Make a non searchable pdf searchable

smooney1234 · September 9, 2019, 7:44am

How do i make a non searchable pdf searhable in .net?

Also how to do i make sure all text is readable by OCR?

Some samples i have used not all all the text is readable

asad.ali · September 9, 2019, 5:20pm

Thanks for contacting support.

You can convert a non-searchable PDF into searchable PDF document by using following code snippet.

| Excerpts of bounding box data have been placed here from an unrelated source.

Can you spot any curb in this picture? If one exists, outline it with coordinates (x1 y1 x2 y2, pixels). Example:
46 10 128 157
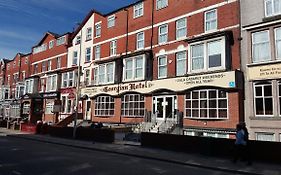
7 134 263 175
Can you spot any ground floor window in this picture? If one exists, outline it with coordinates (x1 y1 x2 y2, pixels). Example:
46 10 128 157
185 89 228 119
256 132 275 142
121 94 145 117
95 96 114 116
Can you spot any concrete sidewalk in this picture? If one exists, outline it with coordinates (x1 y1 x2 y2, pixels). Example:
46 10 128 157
0 128 281 175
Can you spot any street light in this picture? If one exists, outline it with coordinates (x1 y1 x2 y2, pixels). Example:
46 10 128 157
72 23 83 139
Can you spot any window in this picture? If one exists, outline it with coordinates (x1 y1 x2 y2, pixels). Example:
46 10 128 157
185 89 228 119
134 2 143 18
85 47 91 62
57 36 65 46
86 27 92 41
121 94 145 117
95 45 100 60
57 57 61 69
205 9 217 32
254 82 273 116
176 51 186 76
85 69 90 86
49 40 55 49
72 51 78 65
95 23 101 37
75 35 81 44
189 39 225 71
252 31 271 63
256 132 275 142
94 62 115 85
176 18 186 39
110 40 117 56
156 0 168 10
158 56 167 78
107 15 115 28
158 24 168 44
136 32 144 50
95 96 114 116
48 60 52 71
46 75 57 91
264 0 281 17
123 55 145 81
42 61 46 72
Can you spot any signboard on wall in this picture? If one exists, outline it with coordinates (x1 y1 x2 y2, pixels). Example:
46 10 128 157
81 71 238 97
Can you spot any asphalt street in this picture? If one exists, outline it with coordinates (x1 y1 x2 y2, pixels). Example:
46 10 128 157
0 135 243 175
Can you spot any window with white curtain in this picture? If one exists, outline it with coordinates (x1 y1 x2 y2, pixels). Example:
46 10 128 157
176 51 187 76
252 30 271 63
256 132 275 142
205 9 218 32
264 0 281 17
176 18 186 39
158 24 168 44
158 55 167 78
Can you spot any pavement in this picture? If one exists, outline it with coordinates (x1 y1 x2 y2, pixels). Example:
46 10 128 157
0 128 281 175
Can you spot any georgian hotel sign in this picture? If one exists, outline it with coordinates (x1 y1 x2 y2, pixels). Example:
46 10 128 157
81 71 238 97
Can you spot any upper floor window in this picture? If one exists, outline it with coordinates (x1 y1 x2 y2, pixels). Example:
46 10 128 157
94 63 115 85
95 45 100 60
110 40 117 56
72 51 78 65
95 22 101 37
189 38 225 71
158 56 167 78
264 0 281 17
156 0 168 10
57 36 65 46
49 40 54 49
107 15 115 28
85 47 91 62
134 2 143 18
86 27 92 41
205 9 217 32
176 51 187 76
158 24 168 44
176 18 186 39
75 35 81 44
57 57 61 69
252 30 271 63
123 55 145 81
136 32 144 50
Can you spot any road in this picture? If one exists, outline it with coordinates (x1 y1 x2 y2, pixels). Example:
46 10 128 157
0 135 241 175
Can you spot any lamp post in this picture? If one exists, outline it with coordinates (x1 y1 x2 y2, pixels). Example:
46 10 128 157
72 23 83 139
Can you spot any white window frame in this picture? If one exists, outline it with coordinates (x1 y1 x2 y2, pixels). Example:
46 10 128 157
204 9 218 32
251 30 272 63
158 24 169 44
184 89 229 120
136 32 145 50
110 40 117 56
188 37 226 73
95 22 101 38
86 27 93 41
253 81 275 117
176 18 187 40
157 55 168 79
134 2 144 18
85 47 92 62
123 55 146 82
107 15 115 28
156 0 169 10
264 0 281 17
95 45 101 60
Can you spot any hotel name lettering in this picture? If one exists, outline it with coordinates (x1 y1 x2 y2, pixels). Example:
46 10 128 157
101 82 153 93
176 74 225 85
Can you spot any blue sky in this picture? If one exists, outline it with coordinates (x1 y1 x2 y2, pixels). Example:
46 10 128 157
0 0 137 59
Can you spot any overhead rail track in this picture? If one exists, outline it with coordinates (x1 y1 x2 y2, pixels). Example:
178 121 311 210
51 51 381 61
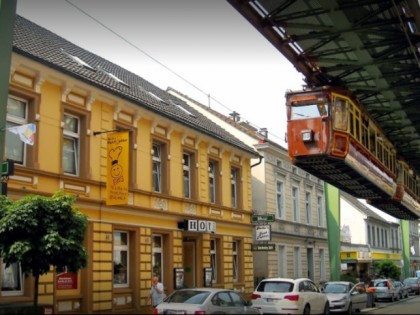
227 0 420 180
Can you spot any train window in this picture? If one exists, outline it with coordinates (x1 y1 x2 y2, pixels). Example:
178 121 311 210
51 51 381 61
333 97 347 130
291 102 328 120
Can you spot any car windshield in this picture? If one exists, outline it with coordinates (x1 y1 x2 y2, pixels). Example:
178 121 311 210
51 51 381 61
257 281 294 292
166 290 210 304
324 283 349 293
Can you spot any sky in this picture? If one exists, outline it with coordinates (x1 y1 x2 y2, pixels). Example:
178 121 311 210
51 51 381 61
16 0 304 146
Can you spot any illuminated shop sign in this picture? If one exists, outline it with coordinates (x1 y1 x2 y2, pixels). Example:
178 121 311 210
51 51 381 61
178 220 216 233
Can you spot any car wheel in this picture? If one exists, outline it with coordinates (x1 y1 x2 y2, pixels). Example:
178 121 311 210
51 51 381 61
346 302 353 314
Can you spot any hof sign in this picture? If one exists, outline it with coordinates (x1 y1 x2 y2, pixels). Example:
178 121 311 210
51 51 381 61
255 224 271 242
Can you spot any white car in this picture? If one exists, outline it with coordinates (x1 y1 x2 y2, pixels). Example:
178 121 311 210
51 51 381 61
153 288 262 315
321 281 367 314
251 278 330 314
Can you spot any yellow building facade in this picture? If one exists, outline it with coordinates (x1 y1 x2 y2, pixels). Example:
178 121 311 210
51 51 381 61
0 17 258 314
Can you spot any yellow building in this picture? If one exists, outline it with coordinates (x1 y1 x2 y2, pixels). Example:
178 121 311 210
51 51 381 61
0 16 258 313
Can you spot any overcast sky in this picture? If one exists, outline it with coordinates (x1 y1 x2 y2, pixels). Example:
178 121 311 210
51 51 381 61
17 0 303 146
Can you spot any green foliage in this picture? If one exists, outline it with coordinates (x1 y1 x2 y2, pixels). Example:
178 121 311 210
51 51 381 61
0 191 88 304
375 260 401 279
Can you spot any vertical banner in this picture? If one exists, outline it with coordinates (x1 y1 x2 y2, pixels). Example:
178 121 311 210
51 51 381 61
324 183 341 281
106 131 129 205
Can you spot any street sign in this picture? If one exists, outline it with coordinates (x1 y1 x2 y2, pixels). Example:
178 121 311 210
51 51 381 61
1 160 15 176
251 244 276 252
251 214 274 223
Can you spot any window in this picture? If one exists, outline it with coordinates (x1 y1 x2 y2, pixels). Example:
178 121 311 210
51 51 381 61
114 231 130 288
1 262 23 296
232 241 239 282
209 161 216 203
63 114 80 175
292 187 300 222
210 239 219 283
276 180 285 219
305 191 312 224
152 142 168 193
230 168 239 208
182 152 191 198
316 196 324 226
293 247 302 278
5 95 28 165
152 234 163 281
319 248 327 280
278 245 287 278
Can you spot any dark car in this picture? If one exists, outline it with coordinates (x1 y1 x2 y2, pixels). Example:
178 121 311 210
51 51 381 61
403 277 420 295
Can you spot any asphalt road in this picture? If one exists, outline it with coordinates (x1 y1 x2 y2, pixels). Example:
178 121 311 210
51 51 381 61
362 295 420 315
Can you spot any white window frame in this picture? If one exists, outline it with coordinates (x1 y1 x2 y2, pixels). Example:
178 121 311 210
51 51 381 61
113 230 130 288
5 94 29 165
209 161 216 204
276 180 286 219
210 239 218 283
152 234 164 281
230 168 238 208
278 245 288 278
305 191 312 224
292 186 300 222
182 152 191 198
232 241 239 282
63 113 81 176
152 143 162 193
316 195 325 227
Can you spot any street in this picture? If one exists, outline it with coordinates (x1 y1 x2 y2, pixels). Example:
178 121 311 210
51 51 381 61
362 295 420 314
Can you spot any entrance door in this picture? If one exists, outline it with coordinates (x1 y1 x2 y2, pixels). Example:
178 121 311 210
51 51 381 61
182 241 197 288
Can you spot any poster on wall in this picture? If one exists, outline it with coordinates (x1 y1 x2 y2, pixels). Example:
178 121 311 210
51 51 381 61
174 268 184 289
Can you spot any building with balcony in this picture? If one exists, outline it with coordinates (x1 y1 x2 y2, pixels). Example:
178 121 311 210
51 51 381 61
0 16 259 314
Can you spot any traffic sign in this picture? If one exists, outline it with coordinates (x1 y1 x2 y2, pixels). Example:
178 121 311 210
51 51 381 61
1 160 15 176
252 214 274 223
251 244 276 252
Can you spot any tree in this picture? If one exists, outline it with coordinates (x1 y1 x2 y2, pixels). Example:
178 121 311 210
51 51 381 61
0 191 88 309
376 260 401 279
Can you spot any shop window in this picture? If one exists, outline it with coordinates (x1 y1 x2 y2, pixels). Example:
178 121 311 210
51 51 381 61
113 231 130 288
1 261 23 296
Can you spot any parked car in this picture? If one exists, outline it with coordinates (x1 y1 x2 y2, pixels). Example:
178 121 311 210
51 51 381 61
322 281 367 314
394 281 410 299
403 277 420 295
251 278 330 314
369 279 400 302
153 288 262 314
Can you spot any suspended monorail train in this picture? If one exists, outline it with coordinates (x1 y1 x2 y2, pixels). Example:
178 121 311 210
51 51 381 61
286 86 420 220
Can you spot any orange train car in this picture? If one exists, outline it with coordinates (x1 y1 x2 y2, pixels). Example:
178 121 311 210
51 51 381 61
286 86 420 220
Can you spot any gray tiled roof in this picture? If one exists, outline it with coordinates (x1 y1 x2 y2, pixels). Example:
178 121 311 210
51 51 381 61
13 15 258 157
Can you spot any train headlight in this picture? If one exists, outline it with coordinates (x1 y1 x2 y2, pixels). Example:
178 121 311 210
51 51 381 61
302 130 314 142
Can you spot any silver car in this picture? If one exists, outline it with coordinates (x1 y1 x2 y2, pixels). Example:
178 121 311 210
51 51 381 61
369 279 400 302
322 281 367 314
153 288 262 315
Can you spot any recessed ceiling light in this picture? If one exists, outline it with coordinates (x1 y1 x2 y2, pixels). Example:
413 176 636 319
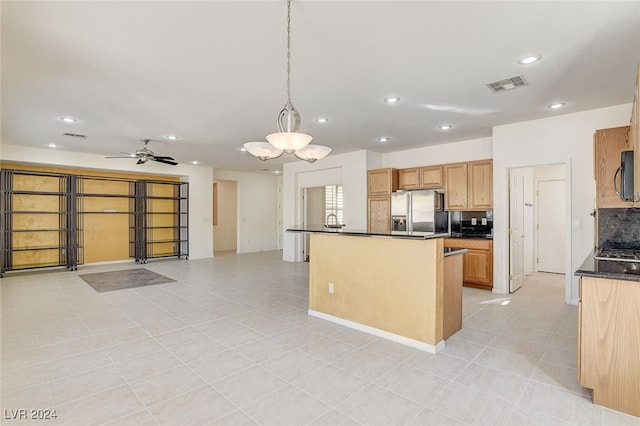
547 102 567 109
518 55 542 65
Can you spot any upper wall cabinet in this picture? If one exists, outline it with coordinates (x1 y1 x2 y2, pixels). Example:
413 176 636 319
420 165 444 189
398 167 420 189
444 160 493 210
444 163 469 210
468 160 493 210
593 126 633 208
629 65 640 201
398 165 444 189
367 168 398 196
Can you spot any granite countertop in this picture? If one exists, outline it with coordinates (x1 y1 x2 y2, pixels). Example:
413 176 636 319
574 251 640 281
444 247 469 257
287 225 449 240
448 232 493 240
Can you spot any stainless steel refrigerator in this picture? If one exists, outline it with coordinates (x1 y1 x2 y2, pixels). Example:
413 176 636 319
391 189 449 234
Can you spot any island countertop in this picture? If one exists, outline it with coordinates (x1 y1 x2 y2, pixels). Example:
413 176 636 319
287 225 449 240
574 251 640 281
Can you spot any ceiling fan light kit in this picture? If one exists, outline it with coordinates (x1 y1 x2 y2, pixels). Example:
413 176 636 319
105 139 178 166
243 0 331 163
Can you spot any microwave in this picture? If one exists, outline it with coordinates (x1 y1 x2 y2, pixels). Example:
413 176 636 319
613 151 634 201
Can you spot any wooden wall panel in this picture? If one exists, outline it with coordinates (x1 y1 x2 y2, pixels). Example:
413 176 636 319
83 213 129 263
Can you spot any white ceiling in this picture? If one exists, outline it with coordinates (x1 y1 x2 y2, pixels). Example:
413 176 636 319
1 0 640 171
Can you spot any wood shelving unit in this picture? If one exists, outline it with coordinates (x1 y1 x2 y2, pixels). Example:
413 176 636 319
0 169 82 276
131 180 189 263
0 169 189 277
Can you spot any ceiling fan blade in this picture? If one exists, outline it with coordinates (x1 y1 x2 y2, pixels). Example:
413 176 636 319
152 157 178 166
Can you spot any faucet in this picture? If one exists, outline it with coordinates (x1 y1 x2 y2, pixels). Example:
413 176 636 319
324 213 338 228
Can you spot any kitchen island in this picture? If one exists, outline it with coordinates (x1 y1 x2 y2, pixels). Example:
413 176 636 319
287 226 466 353
575 253 640 417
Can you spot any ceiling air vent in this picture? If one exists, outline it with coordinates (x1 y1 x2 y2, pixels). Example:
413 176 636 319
62 133 87 139
487 75 529 93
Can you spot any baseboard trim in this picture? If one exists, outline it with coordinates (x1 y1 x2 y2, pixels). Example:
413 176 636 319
308 309 445 354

private static void CreateSearchablePDF(string dataDir)
{
 Document doc = new Document(@"C:\Users\Home\Downloads\test.pdf");
 doc.Convert(CallBackGetHocr);
 doc.Save("E:/Data/test_searchable.pdf");
}

static string CallBackGetHocr(System.Drawing.Image img)
{
 string dir = @"E:\Data\";
 img.Save(dir + "ocrtest.jpg");
 ///V3.02
 System.Diagnostics.ProcessStartInfo info = new System.Diagnostics.ProcessStartInfo(@"C:\Program Files (x86)\Tesseract-OCR\tesseract.exe");
 info.WindowStyle = System.Diagnostics.ProcessWindowStyle.Hidden;
 info.Arguments = @"E:\data\ocrtest.jpg E:\data\out.hocr";
 System.Diagnostics.Process p = new System.Diagnostics.Process();
 p.StartInfo = info;
 p.Start();
 p.WaitForExit();
 StreamReader streamReader = new StreamReader(@"E:\data\out.hocr");
 string text = streamReader.ReadToEnd();
 streamReader.Close();
 return text;
}

Above logic recognizes text for PDF images. For recognition you may use outer OCR supports HOCR standard (http://en.wikipedia.org/wiki/HOCR). We have used free google tesseract OCR in the above code snippet. Please install it on your computer from http://code.google.com/p/tesseract-ocr/downloads/list , after that, you will have tesseract.exe console application.

In case the suggested approach does not still fit your requirement, please share your sample PDF document, so that we can log an investigation ticket accordingly.

smooney1234 · September 11, 2019, 10:09am

I cannot do it using this snippet. I have tried and there is no convert method in my version of apose 19.8. Plus it not exactly a clean way to do it.

smooney1234 · September 11, 2019, 10:34am

There is a tesseract nuget package you can install and use that instead. Is it possible to have some more helpful examples of integrating this with aspose in the api documentation?

asad.ali · September 11, 2019, 6:11pm

@smooney1234

Could you kindly share your sample PDF document with us. We will test the scenario in our environment and share our feedback with you accordingly.